Отметим, что собственный опыт Гоббса был научно-педагогическим, а не политико-юридическим. Просто он жил в тяжкую для англичан пору кровавой гражданской войны, казни короля, парламентско-республиканских и монархически-реставрационных экспериментов, которые несомненно язвили его душу, может быть, даже больше чем непонимание современников и утомительная полемика к ними. Тем не менее, приведенные чуть выше соображения вполне раскрывают ту этику примирения, о которой он говорил всю жизнь в надежде на ее общепонятность. Потому что: «Истина и ложь суть атрибуты речи, а не вещей. Там, где нет речи, нет ни истины, ни лжи» (т. 2, с. 25). Гоббс утверждал и доказывал, что принципы рационального познания зиждутся исключительно на правильном употреблении созданных людьми слов [6]. «Истина может быть лишь в том, что высказано, а не в самих вещах. Поэтому истина - свойство не вещей, а суждений о них. Отсюда ясно, что истину и ложь можно найти только у существ, обладающих способностью речи. Мы заблуждаемся при утверждении и отрицании, когда даем какой-нибудь вещи имя, не соответствующее ей». Ложное утверждение возникает не в процессе чувственного восприятия самой вещи, а из необдуманного высказывания. «Имена определяются не видами вещей, а волей и согласием людей. Отсюда можно также заключить, что первые истины были произвольно созданы теми, кто впервые дал имена вещам, или теми, кто получил их от других». Вместе с тем: «Язык, что паутина: слабые и тщеславные умы цепляются за слова и запутываются в них, а сильные легко сквозь них прорываются» (т. 1, с .97, 112, 218). Наверняка Гоббс относил себя к сильным, но получилось ли у него прорваться? К тому же нетрудно заметить, что если потомки так и не расслышали его умиротворяющих проповедей, то философствующие из них вполне и всецело превратились в лингвоаналитиков. Правда, предпочитают они теперь говорить не о паутине слов, а о языковых играх.

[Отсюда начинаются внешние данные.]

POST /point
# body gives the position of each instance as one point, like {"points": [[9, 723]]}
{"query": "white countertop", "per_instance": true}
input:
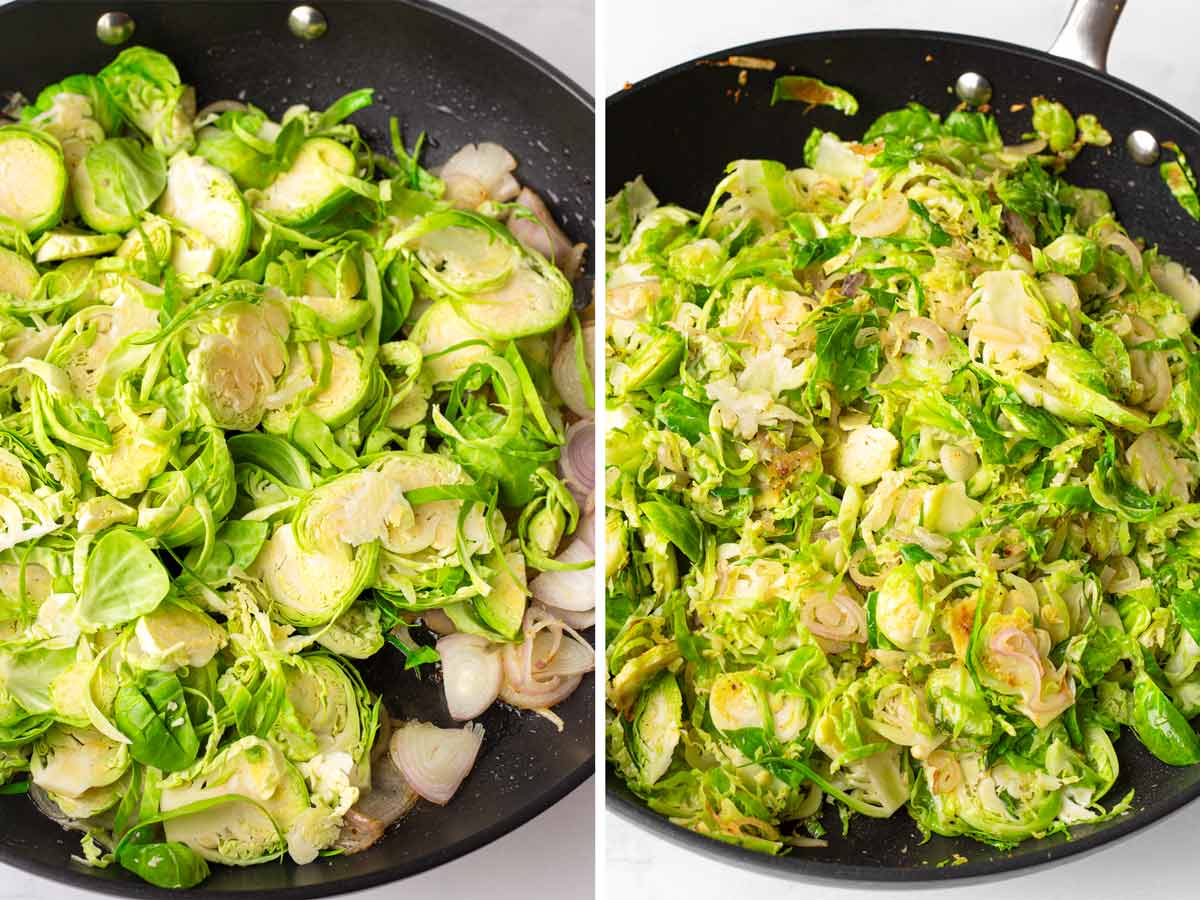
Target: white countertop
{"points": [[1153, 48], [558, 846]]}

«Человеческое искусство (искусство, при помощи которого Бог создал мир и управляет им) является подражанием природе как во многих других отношениях, так и в том, что оно умеет делать искусственное животное». С этих слов начинается его «Левиафан, или Материя, форма и власть государства церковного и гражданского», посвященный этому самому искусственному животному (политическому телу, государству), которое создано людьми и которое тем самым отличается от естественных (физических, природных) тел. Специально отметим еще, что в государстве «справедливость и законы суть искусственный разум и воля» (т. 2, с. 6). Значит, как таковые, они не могут не отличаться от естественного разума и воли. Тем не менее здесь Гоббс формулирует девятнадцать именно «естественных законов», хотя обнаруживаются им все они в гражданском, т.е. искусственном обществе. Он настаивает: «Закон смешивают с правом те, кто требует делать дозволенное божеским правом, несмотря на запрещение этого законом государства. То, что запрещается божеским законом, не может быть позволено гражданским законом, но и то, что повелевает божеский закон, не может быть запрещено гражданским законом. Право есть естественная свобода, не установленная законами, а оговоренная в них. Таким образом, существует большое различие между законом и правом, ибо закон - это узы, право же есть свобода, и они противоположны друг другу» (т. 1, с. 414-415; т. 2, с. 98-99).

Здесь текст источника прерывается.